Sotto questo profilo More Festival è sicuramente uno degli esempi più interessanti e virtuosi. Trovare situazioni dancefloor oriented alla biennale di Venezia, ballare all’interno del forte di Marghera allestito per l’occasione, godersi un live sdraiato a pochi passi dal mare sgranocchiando pietanze tipiche, queste sono solo alcune delle possibilità che la manifestazione consente.

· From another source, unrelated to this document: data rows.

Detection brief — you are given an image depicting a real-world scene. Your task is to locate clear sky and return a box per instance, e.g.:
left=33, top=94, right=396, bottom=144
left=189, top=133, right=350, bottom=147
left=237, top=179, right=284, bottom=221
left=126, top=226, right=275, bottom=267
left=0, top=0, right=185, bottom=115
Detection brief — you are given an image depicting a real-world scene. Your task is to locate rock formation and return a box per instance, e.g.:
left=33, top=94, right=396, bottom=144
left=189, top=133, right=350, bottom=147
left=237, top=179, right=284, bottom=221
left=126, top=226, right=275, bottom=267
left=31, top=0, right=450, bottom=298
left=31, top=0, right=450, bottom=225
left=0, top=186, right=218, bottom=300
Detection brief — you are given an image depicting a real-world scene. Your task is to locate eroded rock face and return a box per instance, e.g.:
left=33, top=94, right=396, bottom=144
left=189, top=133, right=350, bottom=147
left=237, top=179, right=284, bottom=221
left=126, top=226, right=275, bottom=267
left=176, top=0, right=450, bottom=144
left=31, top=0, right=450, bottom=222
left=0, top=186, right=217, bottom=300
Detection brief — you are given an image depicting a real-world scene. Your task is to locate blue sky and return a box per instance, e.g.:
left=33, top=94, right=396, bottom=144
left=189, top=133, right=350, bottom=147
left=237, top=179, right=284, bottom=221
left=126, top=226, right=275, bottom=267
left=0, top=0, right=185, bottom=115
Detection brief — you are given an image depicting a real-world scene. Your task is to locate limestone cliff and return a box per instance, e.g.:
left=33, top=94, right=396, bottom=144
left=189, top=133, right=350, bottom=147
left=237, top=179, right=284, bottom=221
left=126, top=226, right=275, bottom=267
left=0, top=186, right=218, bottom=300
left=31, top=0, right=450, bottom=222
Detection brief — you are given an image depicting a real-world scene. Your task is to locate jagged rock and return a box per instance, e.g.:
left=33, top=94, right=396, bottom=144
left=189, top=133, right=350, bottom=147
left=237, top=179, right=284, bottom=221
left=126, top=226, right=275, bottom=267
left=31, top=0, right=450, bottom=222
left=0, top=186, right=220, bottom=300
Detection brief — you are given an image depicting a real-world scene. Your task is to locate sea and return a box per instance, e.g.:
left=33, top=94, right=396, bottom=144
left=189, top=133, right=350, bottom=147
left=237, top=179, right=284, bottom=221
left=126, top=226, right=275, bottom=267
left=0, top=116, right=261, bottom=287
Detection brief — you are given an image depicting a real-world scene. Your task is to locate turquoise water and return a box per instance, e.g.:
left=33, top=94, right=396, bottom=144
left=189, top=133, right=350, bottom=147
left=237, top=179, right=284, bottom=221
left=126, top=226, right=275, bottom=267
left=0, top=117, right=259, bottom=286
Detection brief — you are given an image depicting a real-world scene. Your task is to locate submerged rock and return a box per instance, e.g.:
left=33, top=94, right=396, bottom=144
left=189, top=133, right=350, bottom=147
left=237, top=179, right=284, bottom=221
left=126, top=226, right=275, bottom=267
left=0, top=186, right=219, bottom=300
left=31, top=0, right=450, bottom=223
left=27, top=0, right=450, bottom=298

Ma se è vero che More Festival offre grande varietà in termini artistici e di venues lo stesso è vero, purtroppo, anche per il pubblico a volte insofferente di fronte a scelte artistiche considerate ardite. Se Todd Terje cattura tutti i presenti con il suo live, in cui compaiono molti nuovi brani degli ultimi mesi, Kostantin Sibold invece regala un back to back con Kosme incerto che fa subito vacillare il mood. Al di là della scelta di far esibire assieme due artisti che offrono una narrazione molto diversa tra loro è proprio il pubblico non propriamente “dei nostri” a non conoscere alcune dinamiche, concedendo quindi poca pazienza e rispondendo tendenzialmente solo alla cassa dritta.

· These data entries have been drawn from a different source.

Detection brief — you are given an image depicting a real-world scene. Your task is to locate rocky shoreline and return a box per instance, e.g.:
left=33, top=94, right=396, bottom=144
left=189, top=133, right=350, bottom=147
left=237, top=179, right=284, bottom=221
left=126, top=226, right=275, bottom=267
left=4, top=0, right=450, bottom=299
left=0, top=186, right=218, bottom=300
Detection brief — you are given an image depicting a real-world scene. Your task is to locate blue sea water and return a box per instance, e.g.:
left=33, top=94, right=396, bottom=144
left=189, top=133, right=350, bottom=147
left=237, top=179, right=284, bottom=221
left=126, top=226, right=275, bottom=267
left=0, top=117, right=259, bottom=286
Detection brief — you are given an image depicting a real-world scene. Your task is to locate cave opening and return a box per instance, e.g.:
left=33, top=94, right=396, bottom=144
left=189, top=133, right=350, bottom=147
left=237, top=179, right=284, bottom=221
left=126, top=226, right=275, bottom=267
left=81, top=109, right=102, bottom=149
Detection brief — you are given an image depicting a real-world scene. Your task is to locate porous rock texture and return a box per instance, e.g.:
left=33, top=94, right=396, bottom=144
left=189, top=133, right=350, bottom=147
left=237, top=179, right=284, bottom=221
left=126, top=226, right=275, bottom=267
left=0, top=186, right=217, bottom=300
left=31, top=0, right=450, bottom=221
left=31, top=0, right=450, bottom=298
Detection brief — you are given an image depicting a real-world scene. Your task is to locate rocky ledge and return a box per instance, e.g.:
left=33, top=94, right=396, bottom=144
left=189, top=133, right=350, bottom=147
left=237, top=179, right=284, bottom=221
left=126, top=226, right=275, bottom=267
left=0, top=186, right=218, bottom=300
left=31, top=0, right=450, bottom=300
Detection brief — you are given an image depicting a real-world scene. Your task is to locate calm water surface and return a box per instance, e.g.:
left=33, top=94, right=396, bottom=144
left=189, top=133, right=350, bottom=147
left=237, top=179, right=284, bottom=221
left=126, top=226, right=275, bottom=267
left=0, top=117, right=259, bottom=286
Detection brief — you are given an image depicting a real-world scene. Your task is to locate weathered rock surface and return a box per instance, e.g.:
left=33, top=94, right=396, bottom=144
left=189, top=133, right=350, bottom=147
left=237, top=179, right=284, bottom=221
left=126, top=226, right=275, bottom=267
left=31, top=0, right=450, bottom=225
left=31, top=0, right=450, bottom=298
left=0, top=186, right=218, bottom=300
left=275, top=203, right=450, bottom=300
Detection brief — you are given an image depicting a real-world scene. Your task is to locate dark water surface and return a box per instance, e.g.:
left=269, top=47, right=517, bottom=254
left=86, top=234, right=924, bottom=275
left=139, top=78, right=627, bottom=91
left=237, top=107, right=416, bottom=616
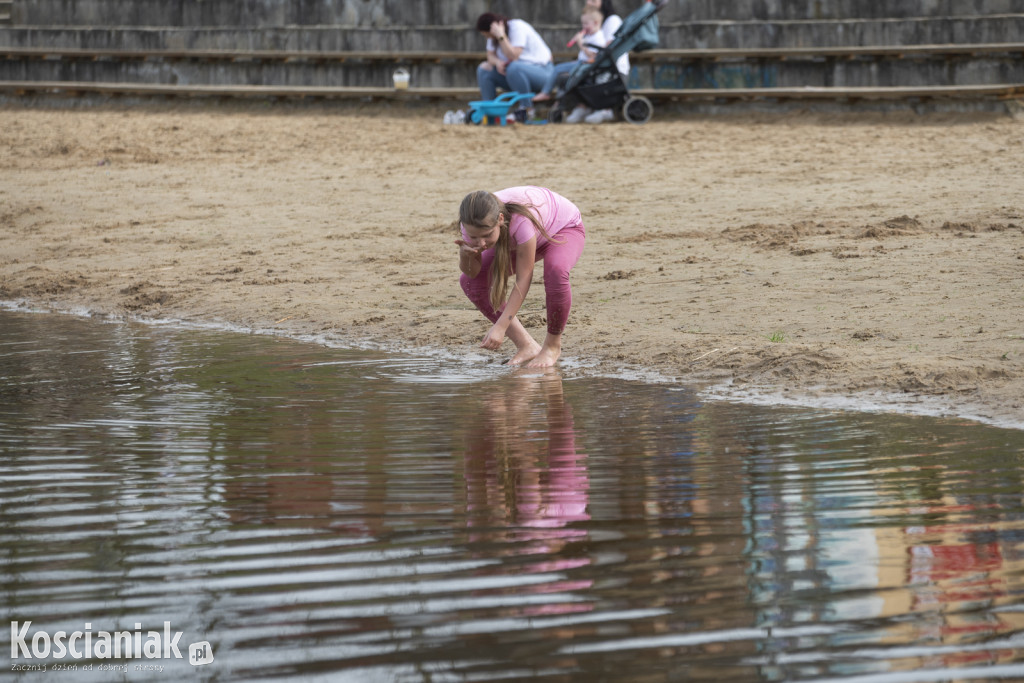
left=0, top=311, right=1024, bottom=683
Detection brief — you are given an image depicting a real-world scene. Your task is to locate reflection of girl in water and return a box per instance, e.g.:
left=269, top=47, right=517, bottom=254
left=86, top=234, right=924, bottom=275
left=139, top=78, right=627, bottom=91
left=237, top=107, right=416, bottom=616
left=466, top=372, right=590, bottom=540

Questo è un meccanismo comprensibile, una parte del processo che in nessun modo può togliere a More Festival il merito di aver scelto coraggiosamente, in un momento dove essere coraggiosi non pare essere assolutamente conveniente. Sì, perché ci vuole coraggio ed esperienza per creare un collante che leghi il live dei dOP, jazzato, malinconico e folle ai sorrisi che il groove di Todd Terje regala sotto il motto di “Love, Laugh, Live”. Ci vuole coraggio per credere che il pubblico avrà cura di uno spazio allestito con immensa dedizione in un suggestivo forte ottocentesco senza cedere alle lusinghe del party selvaggio. Ci vuole coraggio per regalare al pubblico così tanti spazi collaterali, rischiose distrazioni dal dancefloor che rendono però l’evento ancora più godibile. Però alla fine se questi risultati arrivano vuol dire che…ci vuole coraggio.